Juventud y democracia


Casi siempre cuando se habla de polí­tica, la juventud muestra desenfado y las personas mayores se quejan de la indiferencia de éstos. Pese a que han existido iniciativas que buscan el involucramiento de los jóvenes, las experiencias negativas que los padres han vivido, la poca orientación que han recibido en los colegios y escuelas y lo evidente, es decir, la falta de seriedad de los polí­ticos que se lanzan a la arena electoral en el paí­s, han impedido ese ejercicio ciudadano que seguramente dejarí­a lí­deres positivos en este campo.

Claudia Navas Dangel
cnavasdangel@yahoo.es

Por eso es plausible la iniciativa que la alianza formada entre el Instituto de Investigaciones y Gerencia Polí­tica de la URL, la Fundación Propaz y el Instituto Centroamericano de Estudios para la Democracia Social, de contribuir a la formación de una nueva generación de jóvenes que asuman progresivamente la construcción y resignificación de la democracia y el fortalecimiento de la esfera pública desde la diversidad cultural.

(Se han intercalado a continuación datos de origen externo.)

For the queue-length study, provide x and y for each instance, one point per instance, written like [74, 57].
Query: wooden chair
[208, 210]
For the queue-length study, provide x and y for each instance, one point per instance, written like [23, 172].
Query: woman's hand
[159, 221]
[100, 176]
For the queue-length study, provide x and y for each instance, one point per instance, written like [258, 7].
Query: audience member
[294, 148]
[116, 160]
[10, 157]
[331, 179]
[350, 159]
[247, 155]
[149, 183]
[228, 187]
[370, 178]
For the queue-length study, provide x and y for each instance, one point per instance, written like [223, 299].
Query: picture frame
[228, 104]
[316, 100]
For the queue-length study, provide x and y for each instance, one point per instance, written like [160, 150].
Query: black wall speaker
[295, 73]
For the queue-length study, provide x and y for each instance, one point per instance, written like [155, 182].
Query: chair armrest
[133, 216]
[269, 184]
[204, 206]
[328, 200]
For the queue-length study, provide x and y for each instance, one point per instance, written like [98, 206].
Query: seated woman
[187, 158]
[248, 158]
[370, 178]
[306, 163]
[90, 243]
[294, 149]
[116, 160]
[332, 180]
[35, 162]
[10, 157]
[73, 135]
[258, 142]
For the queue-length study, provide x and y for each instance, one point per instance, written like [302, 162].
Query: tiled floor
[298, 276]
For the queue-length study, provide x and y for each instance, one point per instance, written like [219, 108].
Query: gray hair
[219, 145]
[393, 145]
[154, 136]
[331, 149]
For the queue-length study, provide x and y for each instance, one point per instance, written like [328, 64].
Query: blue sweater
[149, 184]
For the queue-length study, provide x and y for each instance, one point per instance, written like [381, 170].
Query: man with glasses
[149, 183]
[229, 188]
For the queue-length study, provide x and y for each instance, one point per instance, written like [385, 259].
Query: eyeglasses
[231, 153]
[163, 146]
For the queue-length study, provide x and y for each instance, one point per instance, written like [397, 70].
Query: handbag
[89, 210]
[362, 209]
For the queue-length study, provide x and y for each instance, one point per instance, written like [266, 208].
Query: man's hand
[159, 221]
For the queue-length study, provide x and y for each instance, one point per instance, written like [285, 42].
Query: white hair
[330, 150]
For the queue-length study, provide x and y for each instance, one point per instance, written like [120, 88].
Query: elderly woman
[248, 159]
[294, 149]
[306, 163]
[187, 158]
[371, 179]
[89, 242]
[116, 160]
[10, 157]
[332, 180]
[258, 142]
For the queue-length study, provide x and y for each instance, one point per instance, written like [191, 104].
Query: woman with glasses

El programa se enfoca en jóvenes que expresan ví­nculos organizativos de naturaleza polí­tica, social y responsabilidad en ámbitos de esfera pública municipal, en 50 municipios de 14 departamentos del paí­s.

Liderazgo Joven Construyendo Democracia, como le han llamado, es una apuesta social a un concepto y estrategia de desarrollo polí­tico que busca desde una perspectiva holí­stica centrada en nuestra diversidad, fortalecer amplios sectores de jóvenes para su participación e incidencia ciudadana en diversos espacios polí­ticos, institucionales y públicos.

Para ello se propone el acompañamiento técnico y la facilitación procesal de dinámicas locales para el desarrollo polí­tico, a través de acciones del liderazgo joven para el encuentro de nuevos sentidos y significados de la democracia, la transparencia, género y la ética en la polí­tica, teniendo en cuenta el carácter multicultural del paí­s. Puntos importantes y necesarios de abordar para que ese desencanto hacia la polí­tica en toda la extensión de la palabra, y no sólo en el sentido electorero y de autobeneficio que vislumbramos cada cuatro años, desaparezca. Para que las buenas iniciativas, los ideales y la frescura de la juventud den sentido a la palabra democracia.